Clustering and topic modeling group documents by embedding similarity (often combined with HDBSCAN and UMAP, as in BERTopic) without requiring a fixed taxonomy. Paraphrase detection, duplicate question detection (as on Quora and Stack Overflow), and plagiarism checking rely on threshold-based similarity comparisons. Recommendation systems use embeddings to match users with content, posts, or other users. Data engineering teams also use sentence embeddings for near-duplicate detection during dataset construction and for similarity-based generation metrics such as BERTScore.
Three trends define the current state. First, LLM-derived encoders dominate quality benchmarks: E5-Mistral-7B-instruct, gte-Qwen2-7B-instruct, SFR-Embedding-Mistral, and Linq-Embed-Mistral start from a 7B-parameter decoder model and fine-tune it on synthetic and curated retrieval data. They reach top MTEB scores at the cost of much higher serving latency than the 110M-parameter encoders that preceded them.
Second, adaptive dimensions through Matryoshka Representation Learning have become standard. OpenAI text-embedding-3, Nomic Embed v1.5 and v2, Snowflake arctic-embed-l-v2.0, and Voyage-3-large let users truncate vectors to 256 or fewer dimensions, cutting storage in vector databases with little accuracy loss.
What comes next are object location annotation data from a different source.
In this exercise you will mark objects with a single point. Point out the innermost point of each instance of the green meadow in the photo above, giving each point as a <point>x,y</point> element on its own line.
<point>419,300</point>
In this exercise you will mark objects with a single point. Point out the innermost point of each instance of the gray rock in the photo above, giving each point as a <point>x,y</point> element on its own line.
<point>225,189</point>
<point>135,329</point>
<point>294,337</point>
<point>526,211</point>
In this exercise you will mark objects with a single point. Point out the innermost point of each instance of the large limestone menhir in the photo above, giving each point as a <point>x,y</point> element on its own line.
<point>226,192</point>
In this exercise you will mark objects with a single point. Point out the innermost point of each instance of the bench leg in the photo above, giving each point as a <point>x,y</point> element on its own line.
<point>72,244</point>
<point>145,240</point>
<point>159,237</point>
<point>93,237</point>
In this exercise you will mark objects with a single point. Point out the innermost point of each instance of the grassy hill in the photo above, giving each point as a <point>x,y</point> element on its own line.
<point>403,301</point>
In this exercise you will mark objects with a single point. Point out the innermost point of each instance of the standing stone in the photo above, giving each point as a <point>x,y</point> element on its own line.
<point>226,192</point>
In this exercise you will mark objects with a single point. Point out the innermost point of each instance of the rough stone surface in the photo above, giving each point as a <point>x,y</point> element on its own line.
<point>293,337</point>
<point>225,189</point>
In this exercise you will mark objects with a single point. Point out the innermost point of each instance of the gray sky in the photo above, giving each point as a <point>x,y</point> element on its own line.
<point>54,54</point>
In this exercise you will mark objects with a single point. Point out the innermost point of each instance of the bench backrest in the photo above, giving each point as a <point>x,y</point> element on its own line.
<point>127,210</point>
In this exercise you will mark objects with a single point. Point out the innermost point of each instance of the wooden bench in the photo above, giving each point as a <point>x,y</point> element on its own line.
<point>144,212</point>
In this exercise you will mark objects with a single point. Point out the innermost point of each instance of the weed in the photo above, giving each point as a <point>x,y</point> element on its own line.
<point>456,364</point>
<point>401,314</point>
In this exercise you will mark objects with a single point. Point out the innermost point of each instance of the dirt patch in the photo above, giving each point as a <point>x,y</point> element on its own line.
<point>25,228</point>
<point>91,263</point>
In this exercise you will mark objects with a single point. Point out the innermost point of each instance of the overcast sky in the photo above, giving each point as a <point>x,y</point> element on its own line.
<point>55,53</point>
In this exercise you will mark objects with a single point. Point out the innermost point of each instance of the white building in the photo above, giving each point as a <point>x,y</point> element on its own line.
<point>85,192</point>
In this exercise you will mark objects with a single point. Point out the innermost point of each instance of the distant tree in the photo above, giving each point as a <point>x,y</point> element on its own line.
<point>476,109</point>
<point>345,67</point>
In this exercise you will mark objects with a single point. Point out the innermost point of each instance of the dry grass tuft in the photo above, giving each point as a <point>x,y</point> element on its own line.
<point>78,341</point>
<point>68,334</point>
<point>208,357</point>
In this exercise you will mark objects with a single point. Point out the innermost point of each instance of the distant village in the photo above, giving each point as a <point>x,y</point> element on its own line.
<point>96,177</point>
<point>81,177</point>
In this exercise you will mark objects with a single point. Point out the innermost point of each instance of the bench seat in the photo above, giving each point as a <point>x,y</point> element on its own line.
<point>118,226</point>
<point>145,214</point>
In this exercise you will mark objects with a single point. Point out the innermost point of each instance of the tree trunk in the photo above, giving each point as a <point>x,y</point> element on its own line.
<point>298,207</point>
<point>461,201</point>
Third, multilingual coverage has expanded sharply. BGE-M3 spans more than 100 languages and supports dense, sparse, and multi-vector retrieval from one model. Cohere Embed v3 multilingual covers about 100 languages at 1024 dimensions. Snowflake arctic-embed-l-v2.0 (December 2024) and Nomic Embed v2 MoE (early 2025) continue the trend. Domain-tuned variants for code, finance, and law have also appeared.
Domain transfer is brittle: an encoder trained on web text often performs poorly on legal contracts or clinical notes without further fine-tuning. Long-context degradation is real; even models accepting 8K or 32K tokens often summarize only the early part of a long input. Embedding models can amplify training-data biases. Evaluation has pitfalls: heavy reliance on the public MTEB leaderboard has been criticized for encouraging benchmark-specific overfitting, and the classification and clustering slices use simple linear probes whose results shift with small setup changes. Coverage for low-resource languages remains uneven, and embeddings still cannot reliably encode logical conditions such as numeric ranges, negations, or date arithmetic, which are common failure modes in retrieval-augmented generation.